In summary, the detection and analysis of time-dependent ex vivo 13C NMR spectroscopy data arising from awake mouse brain metabolism can be enhanced to include information-rich multiple resonances. In this work, we have presented a method for the generation of high-quality 13C spectra from the mouse brain that permitted accurate resolution of multiplets in glutamate, glutamine, GABA and aspartate. The results demonstrate that, overall, all detected TCA cycle-derived isotopomers manifest a similar evolution of multiplets reaching steady state at 150 min with a quasi-physiological [1,6-13C2]glucose infusion.

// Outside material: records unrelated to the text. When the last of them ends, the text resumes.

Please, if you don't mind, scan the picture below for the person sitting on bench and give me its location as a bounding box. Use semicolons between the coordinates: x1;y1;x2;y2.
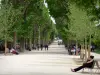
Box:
71;56;94;72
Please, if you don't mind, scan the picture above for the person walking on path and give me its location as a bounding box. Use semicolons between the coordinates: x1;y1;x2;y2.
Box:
71;56;94;72
45;44;48;50
41;44;43;51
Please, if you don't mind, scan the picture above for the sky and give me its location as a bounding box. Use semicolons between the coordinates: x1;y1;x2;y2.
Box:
0;0;56;24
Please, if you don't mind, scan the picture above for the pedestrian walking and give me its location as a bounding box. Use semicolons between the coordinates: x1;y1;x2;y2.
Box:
45;44;48;50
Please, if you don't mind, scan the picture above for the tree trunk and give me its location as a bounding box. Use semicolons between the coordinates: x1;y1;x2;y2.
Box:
29;38;32;50
20;38;25;52
85;37;87;61
88;34;91;57
14;32;17;49
5;39;8;55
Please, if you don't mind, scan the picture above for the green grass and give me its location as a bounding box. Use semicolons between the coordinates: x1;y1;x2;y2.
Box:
95;49;100;54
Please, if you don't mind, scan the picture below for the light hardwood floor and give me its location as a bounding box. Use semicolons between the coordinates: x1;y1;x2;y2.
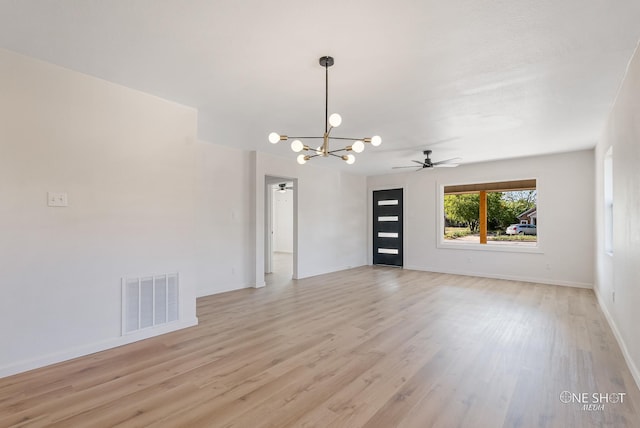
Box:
0;267;640;428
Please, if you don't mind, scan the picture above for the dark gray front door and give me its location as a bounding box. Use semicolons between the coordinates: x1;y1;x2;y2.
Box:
373;189;402;266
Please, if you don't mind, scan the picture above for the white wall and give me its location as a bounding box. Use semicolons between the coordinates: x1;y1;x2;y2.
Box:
272;186;293;253
367;150;594;287
595;41;640;385
193;141;255;297
252;152;367;287
0;50;197;376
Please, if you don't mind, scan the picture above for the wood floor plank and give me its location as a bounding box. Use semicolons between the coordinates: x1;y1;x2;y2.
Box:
0;267;640;428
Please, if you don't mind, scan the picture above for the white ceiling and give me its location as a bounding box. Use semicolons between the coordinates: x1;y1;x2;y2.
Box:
0;0;640;174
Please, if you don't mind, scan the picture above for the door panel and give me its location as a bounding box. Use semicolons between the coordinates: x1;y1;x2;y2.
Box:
373;189;403;266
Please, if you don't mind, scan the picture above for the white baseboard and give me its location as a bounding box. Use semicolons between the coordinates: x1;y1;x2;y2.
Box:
404;266;593;289
196;284;252;298
593;287;640;388
0;318;198;378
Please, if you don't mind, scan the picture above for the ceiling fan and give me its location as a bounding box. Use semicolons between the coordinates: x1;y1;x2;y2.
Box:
393;150;462;171
278;183;293;193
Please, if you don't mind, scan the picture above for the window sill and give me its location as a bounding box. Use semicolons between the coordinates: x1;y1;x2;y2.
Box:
436;241;544;254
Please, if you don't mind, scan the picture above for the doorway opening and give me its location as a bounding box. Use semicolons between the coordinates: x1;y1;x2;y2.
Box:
265;176;297;285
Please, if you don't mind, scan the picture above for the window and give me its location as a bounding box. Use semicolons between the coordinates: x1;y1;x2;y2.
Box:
440;179;538;247
603;147;613;255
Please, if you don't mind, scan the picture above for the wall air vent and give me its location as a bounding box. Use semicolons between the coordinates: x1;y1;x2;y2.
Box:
122;273;180;335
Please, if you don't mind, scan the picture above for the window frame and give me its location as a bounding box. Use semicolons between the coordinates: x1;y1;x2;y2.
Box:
435;176;544;254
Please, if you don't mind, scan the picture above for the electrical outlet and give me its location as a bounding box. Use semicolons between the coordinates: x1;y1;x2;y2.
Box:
47;192;69;207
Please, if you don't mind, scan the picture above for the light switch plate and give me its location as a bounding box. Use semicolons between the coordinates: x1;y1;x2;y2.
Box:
47;192;69;207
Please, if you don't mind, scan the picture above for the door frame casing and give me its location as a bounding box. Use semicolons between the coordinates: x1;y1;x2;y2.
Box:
263;174;298;279
367;184;407;266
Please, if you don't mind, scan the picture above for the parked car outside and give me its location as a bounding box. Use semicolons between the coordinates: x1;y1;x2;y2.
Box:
507;224;538;235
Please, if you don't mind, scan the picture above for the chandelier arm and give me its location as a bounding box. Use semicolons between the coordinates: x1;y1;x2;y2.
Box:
324;137;364;142
328;147;350;156
288;136;324;140
328;149;344;159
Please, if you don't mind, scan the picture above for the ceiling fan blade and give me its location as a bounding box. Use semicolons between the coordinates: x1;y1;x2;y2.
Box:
433;158;462;166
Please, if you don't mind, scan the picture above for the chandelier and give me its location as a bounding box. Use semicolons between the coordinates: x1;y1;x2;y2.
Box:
269;56;382;165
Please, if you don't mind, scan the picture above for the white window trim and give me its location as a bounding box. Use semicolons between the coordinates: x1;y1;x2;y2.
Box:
435;177;544;254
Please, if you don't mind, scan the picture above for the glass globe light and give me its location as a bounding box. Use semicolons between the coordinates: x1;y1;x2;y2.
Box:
329;113;342;128
351;140;364;153
269;132;280;144
291;140;304;153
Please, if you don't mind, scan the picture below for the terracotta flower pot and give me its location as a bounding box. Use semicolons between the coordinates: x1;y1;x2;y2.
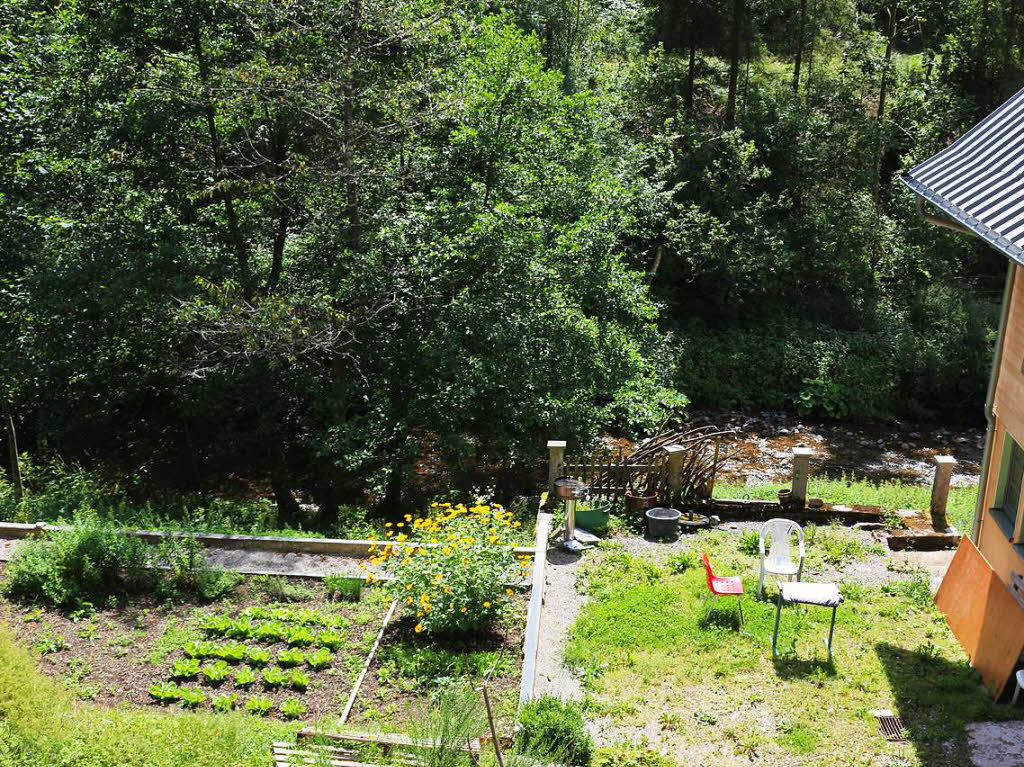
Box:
626;491;657;516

We anticipate that this method will be useful for the estimation of the rates of major metabolic pathways in the normal awake mouse brain and also in transgenic mouse models of human neurological diseases.
We have developed a method for the ex vivo resolution of NMR multiplets arising from the awake mouse brain after the infusion of [1,6-13C2]glucose. (Most NMR studies have been conducted in large animals (often under anesthesia) because the weight of the target organ is a limiting factor for NMR).
NMR spectra obtained by this method display favorable signal-to-noise ratios that lend themselves to precise analysis.
The method enables the accurate resolution of multiplets over time in the awake mouse brain.
We anticipate that this method will be broadly applicable to compute brain fluxes in normal and transgenic mouse models of neurological disorders.